In a climate of fear, there is so much misinformation. If what Guliani said is true, then Trump is hoping to cloak a ban on Muslim immigration through the blanket of terrorism. We now have a President who is at odds with the facts. We know his claim of Muslims cheering on 9/11 in New Jersey was an outright lie. We know he has publicly attacked a Gold Star military family, questioning their loyalty to the United States, when it was Trump who weaseled his way out of the draft on at least four occasions. We know Steve Bannon is in Trump’s ear, and has a profoundly disturbing view of Islam. We know many in his inner circle subscribe to Huntington’s “Clash of Civilizations” model. This constant stream of fear mongering seeks to disorient and overwhelm us. We must fight fiction with fact.

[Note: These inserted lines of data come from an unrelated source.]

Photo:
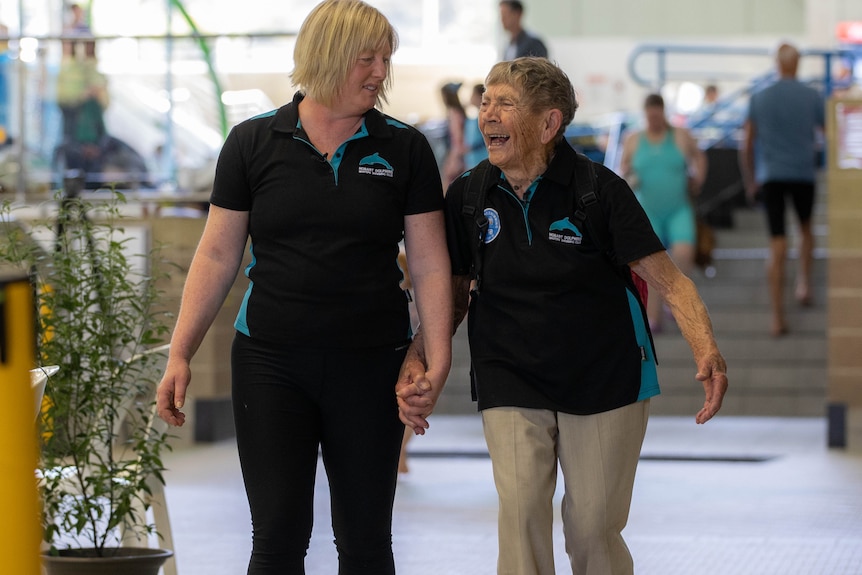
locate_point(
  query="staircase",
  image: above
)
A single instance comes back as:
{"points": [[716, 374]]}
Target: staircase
{"points": [[768, 376]]}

For those who view Islam as a unique threat to America, I would encourage self-reflection. Why do I believe this about an entire faith and it’s 1.7B adherents? What is informing my opinion – is it from the media or is personal experience driving this outlook? How can I become more knowledgeable about Islam and the American Muslim community from unbiased sources? Quoting Haroon Saddiqui, “Islam-bashing bears all the symptoms of racism. It holds up the most marginal, and fanatical Muslims as representatives of 1.3 billion Muslims. It expects every Muslim to explain or apologize for the actions of the few: ‘What do you have to say about 9/11?’ or about some other terrorist horror, as of he or she is personally responsible for it.” How can we so easily disassociate the acts of the Westboro Baptist Church, Timothy McVeigh, or Dylan Roof away from their firmly held Christianity? Their actions are every bit as driven by their deeply flawed take on religion, but their pathology is assigned to something other than their faith.
As Americans, our enemy is not Islam or Muslims. Our enemy are those who pursue a radical, nihilistic ideology using indiscriminate violence to achieve their ends. We feel acutely vulnerable when Europeans or Americans are killed, and rightfully so. Worth considering however, are the thousands Muslims killed each year by terrorism in Yemen, Iraq, Syria, Egypt, and Libya. Clearly, war perpetrated by terrorists targets more than just the West. We would do well to remember that our commonalities outweigh our differences.